I have about 1700 devices, each with 7-8 alarm points enabled, updating once per hour. Is it possible that the system is being overwhelmed?

I changed the .trc to .txt. so it will need to be changed back to .trc to open in sql management studio.
test deadlock.txt (445 KB)

diat150 · April 2, 2012, 6:31pm

Colby, have you had a chance to take a look at this?

Colby.Clegg · April 2, 2012, 10:33pm

Hey, sorry for the delay, I’m trying to get the profiler installed right now so I can take a look.

Does this only happen at night? If so, could it be possible that a DB backup is happening that locks the table for a bit?

Regards,

diat150 · April 2, 2012, 11:28pm

no, it happens a few times per hour from what I can see.
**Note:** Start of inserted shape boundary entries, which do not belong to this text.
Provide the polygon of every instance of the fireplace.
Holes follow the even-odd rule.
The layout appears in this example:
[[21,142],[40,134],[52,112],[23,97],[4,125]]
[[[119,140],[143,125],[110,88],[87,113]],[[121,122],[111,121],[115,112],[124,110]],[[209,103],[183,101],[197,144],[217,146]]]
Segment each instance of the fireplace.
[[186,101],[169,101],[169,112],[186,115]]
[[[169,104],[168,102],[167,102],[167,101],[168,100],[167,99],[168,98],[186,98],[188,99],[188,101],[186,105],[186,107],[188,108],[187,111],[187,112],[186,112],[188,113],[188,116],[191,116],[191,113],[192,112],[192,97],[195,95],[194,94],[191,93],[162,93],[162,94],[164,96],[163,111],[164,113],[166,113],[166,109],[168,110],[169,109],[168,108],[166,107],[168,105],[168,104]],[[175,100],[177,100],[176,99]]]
Colby.Clegg · April 3, 2012, 12:16am

On that table, are any of the indexes set as “clustered”? In particular, is the “clear_time” index clustered? If so, change it to be non-clustered. Clustered indexes cause the rows to be stored physically according to the index, which makes locking take a longer when the column needs to be updated. If none are clustered, let me know.

Regards,

diat150 · April 3, 2012, 1:09am

the only clustered index is the alert_log_ndx column. the other two, active_timestamp and cleared_timestamp, are non clustered.
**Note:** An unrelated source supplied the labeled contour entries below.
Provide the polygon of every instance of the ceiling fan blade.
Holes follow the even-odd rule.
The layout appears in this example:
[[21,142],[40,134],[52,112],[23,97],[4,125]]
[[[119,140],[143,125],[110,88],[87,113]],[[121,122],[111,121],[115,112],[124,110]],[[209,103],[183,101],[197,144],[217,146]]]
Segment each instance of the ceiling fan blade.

Travis.Cox · April 3, 2012, 3:14pm

I would try making them all non-clustered to see if that helps.

Colby.Clegg · April 3, 2012, 5:00pm

I don’t think that making the primary key index non-clustered will help. While I haven’t been successful in getting that deadlock trace opened graphically, from looking at it in a text editor, it appears everything centers around the query to record alert clears. I suspect that that query isn’t executing very quickly, and if we can improve it, the deadlocks will go away.

If you have internet access on that machine, we can speed this along with GoToMeeting. Otherwise, what I would suggest is running the “display query plan” option on a sample “alert clear” query, seeing what it reports, and the creating a new index to help it.
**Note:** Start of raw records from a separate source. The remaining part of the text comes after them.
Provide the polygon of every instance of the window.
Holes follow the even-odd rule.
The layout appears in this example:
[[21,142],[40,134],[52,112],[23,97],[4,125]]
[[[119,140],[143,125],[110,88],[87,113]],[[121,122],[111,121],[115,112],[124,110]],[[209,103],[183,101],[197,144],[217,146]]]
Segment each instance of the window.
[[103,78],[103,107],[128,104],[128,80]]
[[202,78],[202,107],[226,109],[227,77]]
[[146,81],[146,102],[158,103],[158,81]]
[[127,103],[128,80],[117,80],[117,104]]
The query to clear alerts is basically:

UPDATE alert_log SET cleared_value=? and cleared_timestamp=? WHERE system=? AND path=? AND state_name=? AND cleared_timestamp IS NULL

So, the hope is that the index on cleared_timestamp will be used to find just the null records (which should be relatively few), and then only those will be scanned for the other conditions. However, that may not be happening here. Try running the “display execution plan” on:

UPDATE alert_log SET cleared_value=0 and cleared_timestamp=CURRENT_TIMESTAMP WHERE system='test' AND path='test' AND state_name='test' AND cleared_timestamp IS NULL

If possible, take a screen shot of the results and post it. Otherwise, try to describe the results. Does it mention an index name, or does it just say “full scan”?

Regards,

diat150 · April 4, 2012, 12:33am

we have a busy few days, so it will be next week before we can check it out. Id prefer to let one of you look at it via gotomeeting if possible. should I ask for you or just get with one of the other support guys?

Travis.Cox · April 4, 2012, 3:15pm

Just get one of the support guys and have them look at the post. They will know what to do.